1) What is the most successful social media initiative you’ve run over the past year?

The most successful social media campaign I’ve run this year is this one – the one I will present at the HESM14 conference (“Thanks for the #NazMoveIn Memories”). Honestly, it’s been a success because it’s the one where I’ve practiced a lot of what I learned in the Social Media Marketing for Higher Ed course I took last fall.

2) What is the biggest challenge you face in your social media work? How do you cope with it?

The biggest challenge I face is all the different hats I wear in my work as a public relations professional, which includes social media.

I recently attended a conference where Deirdre Breakenridge was one of the keynote speakers. She put up a slide titled the “PR Hybrid Professional Chart of Responsibilities” and I almost fell out of my chair!

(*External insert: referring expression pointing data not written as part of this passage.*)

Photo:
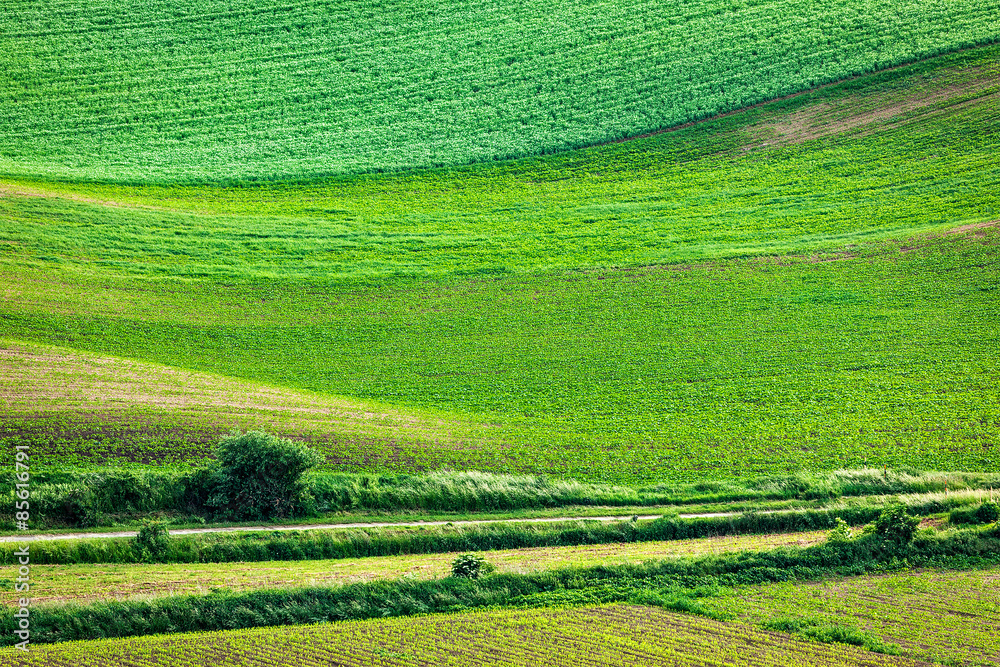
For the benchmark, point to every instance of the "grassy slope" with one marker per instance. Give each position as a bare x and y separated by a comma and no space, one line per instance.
885,356
214,89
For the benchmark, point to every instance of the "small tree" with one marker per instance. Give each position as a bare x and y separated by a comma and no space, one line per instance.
470,566
261,476
841,532
896,525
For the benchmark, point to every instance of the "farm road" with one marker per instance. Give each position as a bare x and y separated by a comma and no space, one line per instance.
331,526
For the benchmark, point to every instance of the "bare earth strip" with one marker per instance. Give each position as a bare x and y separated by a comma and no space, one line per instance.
90,583
607,635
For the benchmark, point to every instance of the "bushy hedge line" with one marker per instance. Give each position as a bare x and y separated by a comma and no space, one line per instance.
321,544
70,498
644,583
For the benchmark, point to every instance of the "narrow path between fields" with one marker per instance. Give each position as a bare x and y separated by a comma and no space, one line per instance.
333,526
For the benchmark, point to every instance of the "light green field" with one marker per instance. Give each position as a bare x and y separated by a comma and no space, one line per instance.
196,90
941,616
90,583
617,635
623,319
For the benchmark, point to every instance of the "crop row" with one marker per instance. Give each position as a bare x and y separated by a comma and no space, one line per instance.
611,635
952,617
248,90
92,583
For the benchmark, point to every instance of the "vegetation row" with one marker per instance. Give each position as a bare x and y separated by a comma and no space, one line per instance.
324,544
670,583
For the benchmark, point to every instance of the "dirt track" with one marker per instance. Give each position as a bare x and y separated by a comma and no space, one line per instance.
332,526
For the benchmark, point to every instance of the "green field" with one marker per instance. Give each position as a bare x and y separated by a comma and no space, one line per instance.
95,582
197,90
609,635
940,616
810,284
535,259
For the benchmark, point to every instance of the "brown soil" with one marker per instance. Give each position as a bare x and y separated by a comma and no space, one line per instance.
824,120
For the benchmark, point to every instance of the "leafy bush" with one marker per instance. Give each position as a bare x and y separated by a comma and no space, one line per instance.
841,531
261,476
896,525
470,566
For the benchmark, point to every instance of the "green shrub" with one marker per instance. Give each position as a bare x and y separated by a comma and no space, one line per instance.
841,531
261,476
470,566
894,524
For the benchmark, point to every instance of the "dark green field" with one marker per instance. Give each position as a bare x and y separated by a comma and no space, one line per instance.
808,284
238,90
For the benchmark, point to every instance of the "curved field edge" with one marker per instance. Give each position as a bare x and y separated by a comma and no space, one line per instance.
592,635
109,405
899,153
758,366
244,91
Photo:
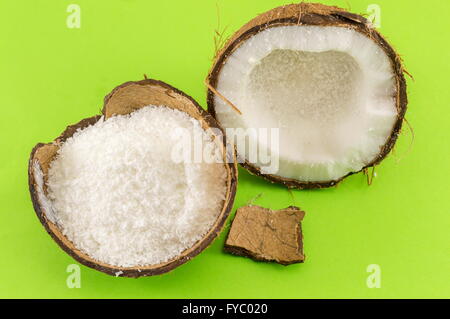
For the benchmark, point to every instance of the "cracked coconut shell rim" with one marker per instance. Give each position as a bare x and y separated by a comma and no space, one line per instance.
124,100
325,78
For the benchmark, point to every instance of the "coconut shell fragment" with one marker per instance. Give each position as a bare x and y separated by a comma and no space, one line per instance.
267,235
125,99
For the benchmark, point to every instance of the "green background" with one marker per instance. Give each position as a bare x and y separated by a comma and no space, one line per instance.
52,76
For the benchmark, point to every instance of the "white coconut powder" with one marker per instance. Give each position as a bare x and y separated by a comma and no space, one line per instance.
118,195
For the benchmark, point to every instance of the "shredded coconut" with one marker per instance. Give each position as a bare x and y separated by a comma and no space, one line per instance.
119,197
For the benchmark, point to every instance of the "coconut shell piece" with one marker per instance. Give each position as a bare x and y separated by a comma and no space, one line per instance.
267,235
310,14
125,99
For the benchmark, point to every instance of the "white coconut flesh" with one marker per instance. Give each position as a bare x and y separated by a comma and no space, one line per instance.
117,192
329,90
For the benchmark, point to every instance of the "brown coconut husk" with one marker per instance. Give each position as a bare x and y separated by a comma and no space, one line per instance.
267,235
125,99
318,15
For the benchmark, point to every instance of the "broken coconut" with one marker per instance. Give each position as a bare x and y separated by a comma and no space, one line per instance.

In that chart, she diagrammed everything I’ve been feeling. So often, my biggest challenge is feeling like I never get to do anything 100% because I really have to divide my time and efforts between the many projects and responsibilities I have.

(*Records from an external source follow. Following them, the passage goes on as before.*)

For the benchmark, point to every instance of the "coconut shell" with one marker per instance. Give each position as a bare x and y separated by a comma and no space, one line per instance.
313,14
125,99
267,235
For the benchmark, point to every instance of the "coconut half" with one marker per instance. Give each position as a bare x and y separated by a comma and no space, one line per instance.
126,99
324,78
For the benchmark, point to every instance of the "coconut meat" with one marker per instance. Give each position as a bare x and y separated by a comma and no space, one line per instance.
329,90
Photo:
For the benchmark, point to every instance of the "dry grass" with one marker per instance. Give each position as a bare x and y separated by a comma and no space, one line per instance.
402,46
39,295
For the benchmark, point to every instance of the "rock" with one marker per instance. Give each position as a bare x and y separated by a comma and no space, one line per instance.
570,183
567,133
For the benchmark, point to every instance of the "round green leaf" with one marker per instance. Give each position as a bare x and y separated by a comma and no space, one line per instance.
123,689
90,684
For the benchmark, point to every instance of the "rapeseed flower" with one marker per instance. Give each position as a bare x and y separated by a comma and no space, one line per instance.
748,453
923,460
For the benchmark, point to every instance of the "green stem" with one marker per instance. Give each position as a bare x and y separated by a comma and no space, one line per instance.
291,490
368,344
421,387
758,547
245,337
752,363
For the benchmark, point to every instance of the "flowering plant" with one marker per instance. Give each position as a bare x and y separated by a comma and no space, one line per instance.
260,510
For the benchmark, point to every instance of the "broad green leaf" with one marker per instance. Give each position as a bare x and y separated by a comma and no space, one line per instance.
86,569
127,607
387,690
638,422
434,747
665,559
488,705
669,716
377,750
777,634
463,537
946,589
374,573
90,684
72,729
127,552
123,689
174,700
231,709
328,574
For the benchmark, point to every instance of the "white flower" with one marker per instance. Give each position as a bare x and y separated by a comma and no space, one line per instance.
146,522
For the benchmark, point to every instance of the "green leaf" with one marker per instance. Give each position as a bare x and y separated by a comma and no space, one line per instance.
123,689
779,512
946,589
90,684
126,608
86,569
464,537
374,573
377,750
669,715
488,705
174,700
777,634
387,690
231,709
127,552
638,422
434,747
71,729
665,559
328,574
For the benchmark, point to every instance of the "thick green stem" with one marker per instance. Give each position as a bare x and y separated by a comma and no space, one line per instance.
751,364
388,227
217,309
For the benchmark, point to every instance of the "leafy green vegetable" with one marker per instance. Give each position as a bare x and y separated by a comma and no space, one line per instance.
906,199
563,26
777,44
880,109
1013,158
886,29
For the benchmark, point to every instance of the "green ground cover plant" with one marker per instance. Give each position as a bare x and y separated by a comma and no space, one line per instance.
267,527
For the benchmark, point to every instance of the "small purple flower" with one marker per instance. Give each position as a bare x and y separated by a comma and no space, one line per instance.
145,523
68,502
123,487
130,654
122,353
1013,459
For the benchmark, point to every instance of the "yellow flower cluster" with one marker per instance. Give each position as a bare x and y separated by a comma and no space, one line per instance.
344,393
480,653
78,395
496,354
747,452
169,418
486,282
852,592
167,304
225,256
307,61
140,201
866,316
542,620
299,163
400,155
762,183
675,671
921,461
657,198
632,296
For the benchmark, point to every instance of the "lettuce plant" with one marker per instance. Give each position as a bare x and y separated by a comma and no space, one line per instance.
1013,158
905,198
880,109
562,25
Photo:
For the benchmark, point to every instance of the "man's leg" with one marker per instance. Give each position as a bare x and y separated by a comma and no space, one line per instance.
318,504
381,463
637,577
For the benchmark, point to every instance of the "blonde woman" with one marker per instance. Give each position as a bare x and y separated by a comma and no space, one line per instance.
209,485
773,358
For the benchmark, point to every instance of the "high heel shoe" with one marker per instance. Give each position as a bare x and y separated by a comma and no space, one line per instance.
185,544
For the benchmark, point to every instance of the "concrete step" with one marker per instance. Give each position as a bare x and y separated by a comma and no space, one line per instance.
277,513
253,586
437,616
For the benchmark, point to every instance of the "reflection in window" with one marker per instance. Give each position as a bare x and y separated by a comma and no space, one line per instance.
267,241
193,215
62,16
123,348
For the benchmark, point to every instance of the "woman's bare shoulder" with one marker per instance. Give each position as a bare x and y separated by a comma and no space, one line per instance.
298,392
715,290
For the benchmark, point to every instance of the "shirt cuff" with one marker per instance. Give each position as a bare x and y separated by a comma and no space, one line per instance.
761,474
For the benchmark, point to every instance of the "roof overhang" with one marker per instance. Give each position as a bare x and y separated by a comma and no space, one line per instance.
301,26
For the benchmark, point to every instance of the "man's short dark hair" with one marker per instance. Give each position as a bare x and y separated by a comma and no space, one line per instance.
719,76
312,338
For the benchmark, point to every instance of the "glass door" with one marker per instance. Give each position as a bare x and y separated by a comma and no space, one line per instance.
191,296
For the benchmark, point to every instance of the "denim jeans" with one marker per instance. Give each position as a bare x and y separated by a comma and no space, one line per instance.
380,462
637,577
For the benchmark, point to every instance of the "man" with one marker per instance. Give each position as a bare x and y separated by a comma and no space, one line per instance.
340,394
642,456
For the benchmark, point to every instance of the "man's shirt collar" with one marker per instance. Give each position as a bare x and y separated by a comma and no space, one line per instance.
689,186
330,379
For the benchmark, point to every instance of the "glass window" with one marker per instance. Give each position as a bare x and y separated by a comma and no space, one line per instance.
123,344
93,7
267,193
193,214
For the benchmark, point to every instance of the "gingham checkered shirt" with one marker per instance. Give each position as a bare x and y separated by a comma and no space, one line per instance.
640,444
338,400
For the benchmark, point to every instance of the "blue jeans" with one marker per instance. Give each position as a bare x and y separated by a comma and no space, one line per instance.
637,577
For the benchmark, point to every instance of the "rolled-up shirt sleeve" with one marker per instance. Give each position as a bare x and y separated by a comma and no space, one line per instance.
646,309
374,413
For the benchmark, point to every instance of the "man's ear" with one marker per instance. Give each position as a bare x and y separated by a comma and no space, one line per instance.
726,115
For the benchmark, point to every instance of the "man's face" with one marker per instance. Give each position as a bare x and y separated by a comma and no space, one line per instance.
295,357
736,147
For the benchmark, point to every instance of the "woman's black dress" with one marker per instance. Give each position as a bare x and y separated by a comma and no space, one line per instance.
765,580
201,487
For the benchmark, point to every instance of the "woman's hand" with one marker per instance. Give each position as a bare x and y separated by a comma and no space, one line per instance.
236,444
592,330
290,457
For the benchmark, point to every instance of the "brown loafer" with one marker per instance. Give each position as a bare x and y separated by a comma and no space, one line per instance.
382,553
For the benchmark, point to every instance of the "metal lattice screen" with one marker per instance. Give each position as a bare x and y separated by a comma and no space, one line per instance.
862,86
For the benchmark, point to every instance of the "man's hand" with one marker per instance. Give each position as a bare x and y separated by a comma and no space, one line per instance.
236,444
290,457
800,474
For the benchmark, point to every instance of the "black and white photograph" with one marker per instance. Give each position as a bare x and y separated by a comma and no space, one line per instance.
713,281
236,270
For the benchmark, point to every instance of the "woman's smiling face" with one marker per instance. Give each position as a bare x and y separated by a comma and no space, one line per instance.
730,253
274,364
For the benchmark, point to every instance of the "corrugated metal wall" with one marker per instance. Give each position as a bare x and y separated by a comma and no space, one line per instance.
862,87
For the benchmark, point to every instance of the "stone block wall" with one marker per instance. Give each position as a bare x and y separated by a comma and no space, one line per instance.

3) Social media work never stops. How do you maintain balance in your life & work given this constraint? Any tips, techniques or tools?

I definitely feel the pressure of trying to keep up with “the latest and the greatest” offerings in social media. I try to remember that these are just new tools for good old fashioned communication, and the most important thing to communicate is who we are as a College.

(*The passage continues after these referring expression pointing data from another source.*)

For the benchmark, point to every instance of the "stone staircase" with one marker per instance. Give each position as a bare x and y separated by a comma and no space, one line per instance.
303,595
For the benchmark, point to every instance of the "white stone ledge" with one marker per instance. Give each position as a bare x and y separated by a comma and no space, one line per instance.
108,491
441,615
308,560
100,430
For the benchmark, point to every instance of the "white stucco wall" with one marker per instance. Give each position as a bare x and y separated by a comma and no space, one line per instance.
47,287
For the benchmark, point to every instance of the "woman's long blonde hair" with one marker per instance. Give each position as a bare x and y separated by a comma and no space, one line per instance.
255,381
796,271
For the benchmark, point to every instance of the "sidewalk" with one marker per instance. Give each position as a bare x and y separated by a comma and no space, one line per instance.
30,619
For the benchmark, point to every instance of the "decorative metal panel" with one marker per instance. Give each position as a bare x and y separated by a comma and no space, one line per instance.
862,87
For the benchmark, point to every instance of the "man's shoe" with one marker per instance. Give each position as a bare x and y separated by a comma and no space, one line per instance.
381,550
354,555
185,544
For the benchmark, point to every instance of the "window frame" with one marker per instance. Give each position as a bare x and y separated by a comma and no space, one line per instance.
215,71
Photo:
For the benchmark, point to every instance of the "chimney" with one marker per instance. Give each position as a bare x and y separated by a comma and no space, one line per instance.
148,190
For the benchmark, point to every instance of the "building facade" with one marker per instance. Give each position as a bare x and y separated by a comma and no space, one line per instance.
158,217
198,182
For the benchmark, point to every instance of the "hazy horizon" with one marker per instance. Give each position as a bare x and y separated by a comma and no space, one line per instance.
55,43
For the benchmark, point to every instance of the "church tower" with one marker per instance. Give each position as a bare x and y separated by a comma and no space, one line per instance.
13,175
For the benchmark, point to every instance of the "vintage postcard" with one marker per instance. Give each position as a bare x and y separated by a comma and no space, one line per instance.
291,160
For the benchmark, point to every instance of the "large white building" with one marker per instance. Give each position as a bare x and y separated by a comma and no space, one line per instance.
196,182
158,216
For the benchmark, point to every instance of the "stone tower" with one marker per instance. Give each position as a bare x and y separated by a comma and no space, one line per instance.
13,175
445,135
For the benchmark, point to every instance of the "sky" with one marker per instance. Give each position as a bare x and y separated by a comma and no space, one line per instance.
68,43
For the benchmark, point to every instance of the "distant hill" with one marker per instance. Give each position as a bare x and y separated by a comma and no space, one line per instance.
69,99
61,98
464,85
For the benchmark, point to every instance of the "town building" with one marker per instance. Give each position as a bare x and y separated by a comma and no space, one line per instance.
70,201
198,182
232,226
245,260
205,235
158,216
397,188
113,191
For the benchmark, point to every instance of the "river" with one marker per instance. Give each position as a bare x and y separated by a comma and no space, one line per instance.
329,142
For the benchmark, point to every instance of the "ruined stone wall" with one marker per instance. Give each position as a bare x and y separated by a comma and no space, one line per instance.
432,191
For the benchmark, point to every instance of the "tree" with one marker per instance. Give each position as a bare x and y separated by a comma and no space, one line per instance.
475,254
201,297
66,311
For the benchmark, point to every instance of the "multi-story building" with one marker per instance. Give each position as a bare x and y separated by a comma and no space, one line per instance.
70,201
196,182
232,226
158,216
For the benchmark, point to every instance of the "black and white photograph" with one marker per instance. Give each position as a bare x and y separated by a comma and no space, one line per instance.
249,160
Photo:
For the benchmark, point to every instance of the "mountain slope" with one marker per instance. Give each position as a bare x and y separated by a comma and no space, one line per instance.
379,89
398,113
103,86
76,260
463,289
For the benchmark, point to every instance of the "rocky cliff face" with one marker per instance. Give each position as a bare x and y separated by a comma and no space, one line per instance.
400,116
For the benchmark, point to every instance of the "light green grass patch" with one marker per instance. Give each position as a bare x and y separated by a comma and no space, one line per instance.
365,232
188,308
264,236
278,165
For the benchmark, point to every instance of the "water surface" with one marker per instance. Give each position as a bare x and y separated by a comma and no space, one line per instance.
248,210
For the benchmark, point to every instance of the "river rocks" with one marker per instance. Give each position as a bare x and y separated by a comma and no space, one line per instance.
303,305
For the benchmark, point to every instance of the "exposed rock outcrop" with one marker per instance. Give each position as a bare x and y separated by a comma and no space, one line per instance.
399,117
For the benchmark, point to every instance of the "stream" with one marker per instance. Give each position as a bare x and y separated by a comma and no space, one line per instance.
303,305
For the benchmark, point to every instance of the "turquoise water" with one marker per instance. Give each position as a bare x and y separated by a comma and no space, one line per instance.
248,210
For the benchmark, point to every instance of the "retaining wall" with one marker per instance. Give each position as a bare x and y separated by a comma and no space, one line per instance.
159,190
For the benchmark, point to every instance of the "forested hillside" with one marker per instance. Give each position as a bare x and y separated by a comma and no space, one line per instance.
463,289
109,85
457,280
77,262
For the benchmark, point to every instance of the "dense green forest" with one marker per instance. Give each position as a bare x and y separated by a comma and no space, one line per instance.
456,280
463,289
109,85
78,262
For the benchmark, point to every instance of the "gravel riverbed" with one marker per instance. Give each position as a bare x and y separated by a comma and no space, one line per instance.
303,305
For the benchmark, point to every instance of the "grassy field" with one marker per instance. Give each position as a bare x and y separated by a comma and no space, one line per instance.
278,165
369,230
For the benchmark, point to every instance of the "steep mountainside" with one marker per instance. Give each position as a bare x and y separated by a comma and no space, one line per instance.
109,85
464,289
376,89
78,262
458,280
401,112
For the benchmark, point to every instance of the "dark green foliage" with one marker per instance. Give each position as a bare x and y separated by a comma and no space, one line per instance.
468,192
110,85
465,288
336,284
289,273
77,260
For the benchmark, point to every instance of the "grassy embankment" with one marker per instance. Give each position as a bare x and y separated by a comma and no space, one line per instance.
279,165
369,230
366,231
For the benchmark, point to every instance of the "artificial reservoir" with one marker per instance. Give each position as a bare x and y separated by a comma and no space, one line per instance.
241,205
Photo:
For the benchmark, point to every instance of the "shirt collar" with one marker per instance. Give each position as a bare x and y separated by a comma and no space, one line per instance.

Right now, I work full-time and am about 3/4 of my way through a master’s in management degree. I’m a wife and a mom to a 7-year-old. About a year ago, I took up running which is now my new passion that I fit in 4 X’s a week at 5 a.m. So my plate is pretty full!

For work, I use a social media management tool called Sprout Social and I really love it. It is very user-friendly and allows me to monitor, post and reply on our main Facebook and Twitter feeds easily. It has great reporting features (analytics) and I’m also able to add smaller department accounts to keep an eye on their activity as well.

Work really started creeping into my home life this summer and fall. When my daughter started asking me to put my cell phone down and talk to her, I knew I had to make a change.

So I implemented a few rules for myself:

  1. No looking at my phone from the time I leave work(4:30 p.m.) until 8 p.m.
  2. At 8 p.m., I check social media on Sprout Social and respond/retweet/like, etc. anything new that’s happened from the time I left work until then. I do not look at the social feeds again for the rest of the night
  3. I do not look at email at all from the time I leave work until 6 a.m. the next morning. If it’s an emergency, someone will call or text me. Otherwise, it can wait. I look at social feeds again at 6 a.m. for any overnight activity.